A esa niña. ¿Qué tienen tus ojos, niña mía? ¿Qué tienen tus ojos que los míos han perdido? Cuando yo te cuento mis historias Tú giras tus grandes ojos negros llenos de curiosidad y de fantasía y los clavas en los míos, ya envejecidos de tanto llorar sin lágrimas. ¡Por favor, no me mires! ¡No me mires, te digo! En tu vida veo mi muerte, en tu alegría mi tristeza, en tu curiosidad mi hastío. ¡No me mires, niña mía!

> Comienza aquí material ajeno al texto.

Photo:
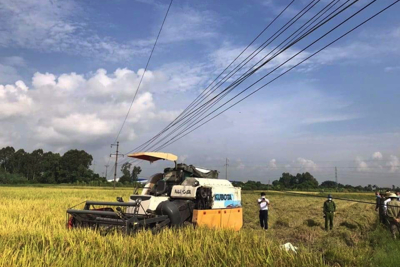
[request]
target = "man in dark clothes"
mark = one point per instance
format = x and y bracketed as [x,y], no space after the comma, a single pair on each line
[264,204]
[380,207]
[329,211]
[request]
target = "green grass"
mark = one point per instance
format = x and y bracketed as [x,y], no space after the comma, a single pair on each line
[33,233]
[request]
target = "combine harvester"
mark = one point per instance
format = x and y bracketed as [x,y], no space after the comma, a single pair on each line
[181,195]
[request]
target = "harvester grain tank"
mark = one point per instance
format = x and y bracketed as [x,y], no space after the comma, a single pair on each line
[183,194]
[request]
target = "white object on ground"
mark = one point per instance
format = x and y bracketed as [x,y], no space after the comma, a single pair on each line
[288,247]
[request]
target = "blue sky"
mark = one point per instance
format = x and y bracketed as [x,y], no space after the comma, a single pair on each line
[68,71]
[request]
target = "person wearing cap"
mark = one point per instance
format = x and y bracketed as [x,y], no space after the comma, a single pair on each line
[393,214]
[263,202]
[380,207]
[387,200]
[329,211]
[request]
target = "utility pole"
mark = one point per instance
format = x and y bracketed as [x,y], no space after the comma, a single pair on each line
[226,168]
[116,161]
[94,166]
[106,170]
[336,179]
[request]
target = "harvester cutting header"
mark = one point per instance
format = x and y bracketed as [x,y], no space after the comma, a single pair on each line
[183,194]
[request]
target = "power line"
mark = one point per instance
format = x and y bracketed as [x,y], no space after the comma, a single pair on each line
[253,71]
[208,87]
[141,78]
[266,43]
[174,139]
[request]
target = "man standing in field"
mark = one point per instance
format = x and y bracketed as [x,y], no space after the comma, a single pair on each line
[329,211]
[393,214]
[264,204]
[380,207]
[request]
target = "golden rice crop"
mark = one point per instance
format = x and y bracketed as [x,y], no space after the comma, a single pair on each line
[33,233]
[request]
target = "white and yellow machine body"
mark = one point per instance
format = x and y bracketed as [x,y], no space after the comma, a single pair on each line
[226,208]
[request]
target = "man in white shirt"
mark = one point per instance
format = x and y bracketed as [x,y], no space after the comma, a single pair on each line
[264,204]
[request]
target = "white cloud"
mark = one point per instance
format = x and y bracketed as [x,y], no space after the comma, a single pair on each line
[394,163]
[361,165]
[307,164]
[70,109]
[377,155]
[14,101]
[61,26]
[272,164]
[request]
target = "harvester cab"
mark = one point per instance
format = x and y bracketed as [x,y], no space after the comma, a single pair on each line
[183,194]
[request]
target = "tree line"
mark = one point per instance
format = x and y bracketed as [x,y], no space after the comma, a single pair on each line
[306,181]
[73,167]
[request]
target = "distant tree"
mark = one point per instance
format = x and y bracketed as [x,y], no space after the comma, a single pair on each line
[328,184]
[5,156]
[74,166]
[129,176]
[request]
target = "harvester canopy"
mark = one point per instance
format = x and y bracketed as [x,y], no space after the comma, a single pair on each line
[154,156]
[181,195]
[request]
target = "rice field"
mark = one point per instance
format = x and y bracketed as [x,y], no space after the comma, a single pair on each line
[33,233]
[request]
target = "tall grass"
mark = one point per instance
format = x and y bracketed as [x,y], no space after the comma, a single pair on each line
[33,233]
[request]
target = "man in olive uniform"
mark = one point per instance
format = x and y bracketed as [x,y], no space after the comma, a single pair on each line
[393,214]
[380,200]
[329,211]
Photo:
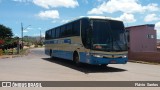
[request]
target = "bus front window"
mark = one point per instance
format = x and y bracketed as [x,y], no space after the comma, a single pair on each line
[108,35]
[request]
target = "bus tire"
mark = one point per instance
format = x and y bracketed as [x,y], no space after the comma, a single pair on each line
[76,59]
[104,65]
[50,53]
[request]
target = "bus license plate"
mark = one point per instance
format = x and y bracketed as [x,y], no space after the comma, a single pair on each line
[113,61]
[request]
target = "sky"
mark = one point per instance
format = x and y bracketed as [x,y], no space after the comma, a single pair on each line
[40,15]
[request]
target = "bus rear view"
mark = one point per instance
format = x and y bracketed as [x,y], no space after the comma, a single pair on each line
[100,41]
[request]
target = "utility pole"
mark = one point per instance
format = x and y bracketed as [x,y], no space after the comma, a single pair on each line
[22,29]
[22,34]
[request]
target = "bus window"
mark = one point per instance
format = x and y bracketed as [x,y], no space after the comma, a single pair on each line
[53,33]
[69,30]
[49,34]
[62,33]
[76,28]
[57,32]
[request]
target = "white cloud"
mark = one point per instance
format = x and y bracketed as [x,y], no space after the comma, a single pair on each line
[85,1]
[22,0]
[56,3]
[151,17]
[25,31]
[127,18]
[65,21]
[157,27]
[50,14]
[125,6]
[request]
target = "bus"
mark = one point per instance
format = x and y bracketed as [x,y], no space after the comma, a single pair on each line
[91,40]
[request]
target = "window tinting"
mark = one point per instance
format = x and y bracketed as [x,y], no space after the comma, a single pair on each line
[53,33]
[57,32]
[76,28]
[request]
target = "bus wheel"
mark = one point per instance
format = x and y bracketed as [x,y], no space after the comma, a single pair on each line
[50,53]
[104,65]
[76,59]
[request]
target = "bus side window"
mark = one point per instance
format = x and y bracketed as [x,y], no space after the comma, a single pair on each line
[62,33]
[53,33]
[69,29]
[50,34]
[57,32]
[46,36]
[76,28]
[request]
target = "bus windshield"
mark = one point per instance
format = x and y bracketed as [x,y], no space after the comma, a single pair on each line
[108,35]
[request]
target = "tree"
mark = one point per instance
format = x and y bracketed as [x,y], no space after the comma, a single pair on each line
[5,32]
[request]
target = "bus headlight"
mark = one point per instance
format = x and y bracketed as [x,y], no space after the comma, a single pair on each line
[98,56]
[124,56]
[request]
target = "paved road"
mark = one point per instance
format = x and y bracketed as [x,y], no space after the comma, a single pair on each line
[39,67]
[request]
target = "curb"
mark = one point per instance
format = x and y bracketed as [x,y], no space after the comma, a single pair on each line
[144,62]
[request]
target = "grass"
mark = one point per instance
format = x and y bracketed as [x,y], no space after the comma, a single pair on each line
[14,52]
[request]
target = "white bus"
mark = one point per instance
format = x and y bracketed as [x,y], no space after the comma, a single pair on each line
[91,40]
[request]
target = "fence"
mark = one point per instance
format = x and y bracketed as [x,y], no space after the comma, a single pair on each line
[145,56]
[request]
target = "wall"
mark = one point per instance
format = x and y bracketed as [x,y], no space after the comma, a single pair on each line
[139,41]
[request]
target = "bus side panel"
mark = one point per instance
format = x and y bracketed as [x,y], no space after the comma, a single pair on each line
[83,57]
[63,54]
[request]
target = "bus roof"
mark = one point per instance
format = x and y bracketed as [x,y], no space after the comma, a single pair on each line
[100,17]
[90,17]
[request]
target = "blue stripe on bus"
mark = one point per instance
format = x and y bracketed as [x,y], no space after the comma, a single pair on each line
[60,41]
[87,59]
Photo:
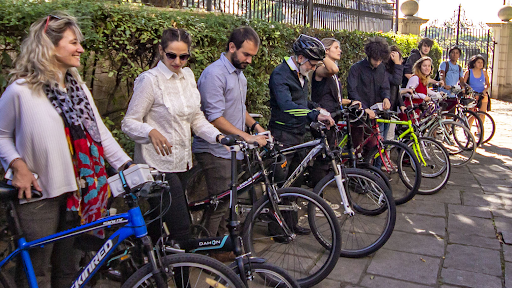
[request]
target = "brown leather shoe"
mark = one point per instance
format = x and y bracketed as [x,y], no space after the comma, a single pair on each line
[223,256]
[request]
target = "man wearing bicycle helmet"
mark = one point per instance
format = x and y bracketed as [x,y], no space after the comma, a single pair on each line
[290,109]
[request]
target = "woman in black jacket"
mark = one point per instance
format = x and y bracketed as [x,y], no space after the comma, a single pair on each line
[394,71]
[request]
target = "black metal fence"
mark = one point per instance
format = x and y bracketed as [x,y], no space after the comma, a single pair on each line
[363,15]
[471,41]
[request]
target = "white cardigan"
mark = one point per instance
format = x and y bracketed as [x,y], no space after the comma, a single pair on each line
[171,104]
[31,128]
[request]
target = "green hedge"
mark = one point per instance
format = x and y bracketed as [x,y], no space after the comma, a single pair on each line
[121,41]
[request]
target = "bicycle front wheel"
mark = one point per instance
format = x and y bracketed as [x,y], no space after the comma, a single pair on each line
[375,212]
[6,281]
[312,251]
[266,275]
[401,167]
[185,271]
[457,139]
[436,172]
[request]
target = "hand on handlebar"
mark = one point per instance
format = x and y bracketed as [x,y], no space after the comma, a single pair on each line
[370,113]
[386,105]
[23,179]
[260,139]
[326,119]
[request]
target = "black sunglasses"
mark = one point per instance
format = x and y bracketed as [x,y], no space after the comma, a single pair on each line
[48,19]
[172,56]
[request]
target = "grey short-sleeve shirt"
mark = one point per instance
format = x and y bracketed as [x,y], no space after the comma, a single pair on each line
[223,90]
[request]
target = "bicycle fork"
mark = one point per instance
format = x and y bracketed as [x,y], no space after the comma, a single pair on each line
[341,189]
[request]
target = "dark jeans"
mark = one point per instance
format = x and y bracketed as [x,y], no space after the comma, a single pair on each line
[55,265]
[177,217]
[217,172]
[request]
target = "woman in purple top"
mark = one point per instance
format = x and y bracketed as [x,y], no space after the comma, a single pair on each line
[476,77]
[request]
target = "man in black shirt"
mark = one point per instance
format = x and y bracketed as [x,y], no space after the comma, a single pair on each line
[368,82]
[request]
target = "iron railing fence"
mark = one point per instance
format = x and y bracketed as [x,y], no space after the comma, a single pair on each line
[363,15]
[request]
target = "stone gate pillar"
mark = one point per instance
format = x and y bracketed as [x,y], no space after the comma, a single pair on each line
[502,72]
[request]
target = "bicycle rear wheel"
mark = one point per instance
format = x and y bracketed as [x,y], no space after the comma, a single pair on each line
[457,139]
[489,125]
[187,270]
[401,167]
[308,258]
[267,275]
[375,212]
[436,173]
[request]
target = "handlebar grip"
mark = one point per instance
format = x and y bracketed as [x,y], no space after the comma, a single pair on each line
[229,140]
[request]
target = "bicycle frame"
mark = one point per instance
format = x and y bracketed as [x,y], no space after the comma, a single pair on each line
[134,226]
[318,146]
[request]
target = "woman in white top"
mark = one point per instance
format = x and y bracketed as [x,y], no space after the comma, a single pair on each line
[164,108]
[419,81]
[50,126]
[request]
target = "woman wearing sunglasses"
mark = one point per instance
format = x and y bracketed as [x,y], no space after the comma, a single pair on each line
[164,108]
[50,126]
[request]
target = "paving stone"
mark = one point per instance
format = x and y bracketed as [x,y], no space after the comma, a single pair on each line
[469,279]
[502,213]
[422,207]
[405,266]
[482,212]
[462,180]
[473,259]
[420,224]
[383,282]
[504,226]
[495,189]
[508,275]
[416,243]
[349,269]
[472,240]
[470,226]
[483,200]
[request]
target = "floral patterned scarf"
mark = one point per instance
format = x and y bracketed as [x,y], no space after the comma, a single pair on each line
[84,140]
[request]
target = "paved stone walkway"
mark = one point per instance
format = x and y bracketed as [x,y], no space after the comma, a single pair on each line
[458,237]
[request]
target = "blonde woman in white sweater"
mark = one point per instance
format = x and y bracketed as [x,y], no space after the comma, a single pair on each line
[50,126]
[164,109]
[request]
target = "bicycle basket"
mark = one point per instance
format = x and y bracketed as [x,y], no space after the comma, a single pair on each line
[466,101]
[279,169]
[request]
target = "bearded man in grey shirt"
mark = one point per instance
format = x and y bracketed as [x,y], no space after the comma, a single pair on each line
[223,89]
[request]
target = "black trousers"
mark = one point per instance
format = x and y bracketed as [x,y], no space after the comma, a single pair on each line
[288,139]
[177,217]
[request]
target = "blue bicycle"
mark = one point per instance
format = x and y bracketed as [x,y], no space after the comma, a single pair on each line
[180,270]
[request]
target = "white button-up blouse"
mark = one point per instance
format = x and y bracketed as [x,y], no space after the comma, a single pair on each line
[171,104]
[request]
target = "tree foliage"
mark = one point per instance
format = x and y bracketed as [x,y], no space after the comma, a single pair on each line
[121,41]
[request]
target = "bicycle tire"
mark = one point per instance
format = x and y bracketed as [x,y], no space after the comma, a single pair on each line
[438,165]
[456,143]
[403,169]
[295,263]
[267,275]
[489,124]
[6,281]
[375,171]
[476,128]
[357,239]
[143,277]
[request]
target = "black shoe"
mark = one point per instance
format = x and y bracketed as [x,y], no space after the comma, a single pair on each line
[282,239]
[301,230]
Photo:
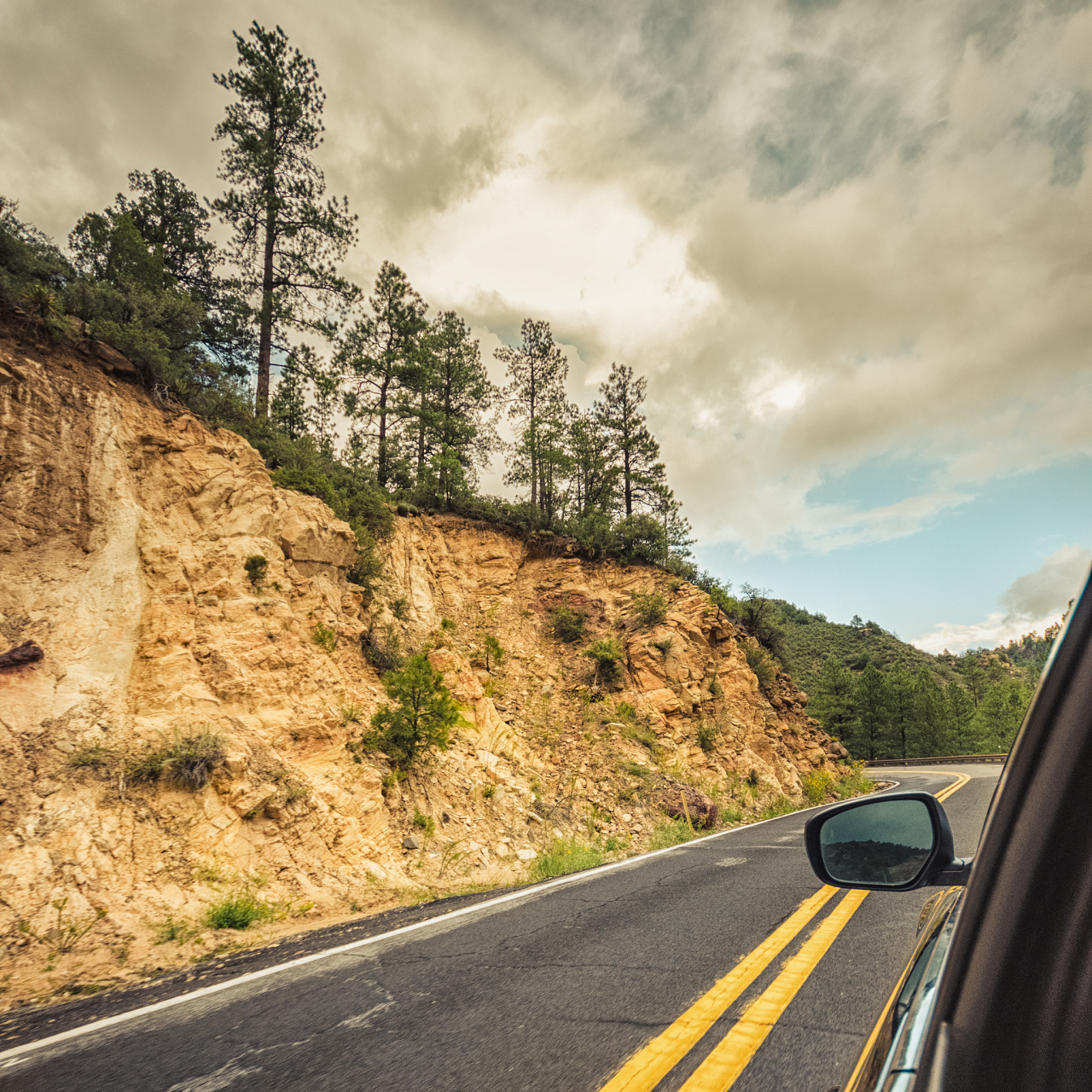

¿Dónde está ese muchacho de corazón valiente que volaba más alto que las aves del cielo?, que tenía por caminos los finos rayos de las estrellas, que sus alas el viento envidiaba. Más bravo que el toro, que a la muerte de frente mira, y que en su busca se arranca… y la muerte retrocede con espanto. Que por sus venas galopaban caballos desbocados de aventura, de valor y de audacia que al miedo arrollaban. ¿En qué se han convertido esos caballos, niña? El miedo se ha convertido en algo negro y denso… ¡Ya nada galopa, niña mía! Por mis venas ya sólo fluye el gélido veneno del vencido, y una niebla fría y húmeda penetra por mis huesos. El sol hace tiempo que dejó de brillar. ¿Sabes, niña? ¡Yo tenía una espada! Una espada terrible. Una espada que al empuñarla la tierra temblaba con el retumbar de mil truenos en sus entrañas. Una espada que al desenfundarla las tinieblas se rasgaba con el fulgor de mil soles. Pero ahora, niña, ya no tengo la espada. Ahora arrastro el peso de su funda vacía. ¿Qué ha sido de la espada que hacía temblar la tierra? ¿Qué ha sido de la espada que daba luz al cielo? No lo sé, niña mía, no sé qué ha sido de ella. Quizás la haya perdido en una lucha inútil. En la lucha contra los días sin rostro. En la lucha contra mi propia indiferencia. Contra el desamor de mi amor. Contra la traición de mis guerreros. ¡Ay! Contra la frialdad de los míos. Dime, pequeña, ¿dónde está quién yo era? ¿Qué ha sido de ese niño y su espada? Yo no lo sé, vida mía. ¿Qué fue de él, ángel mío?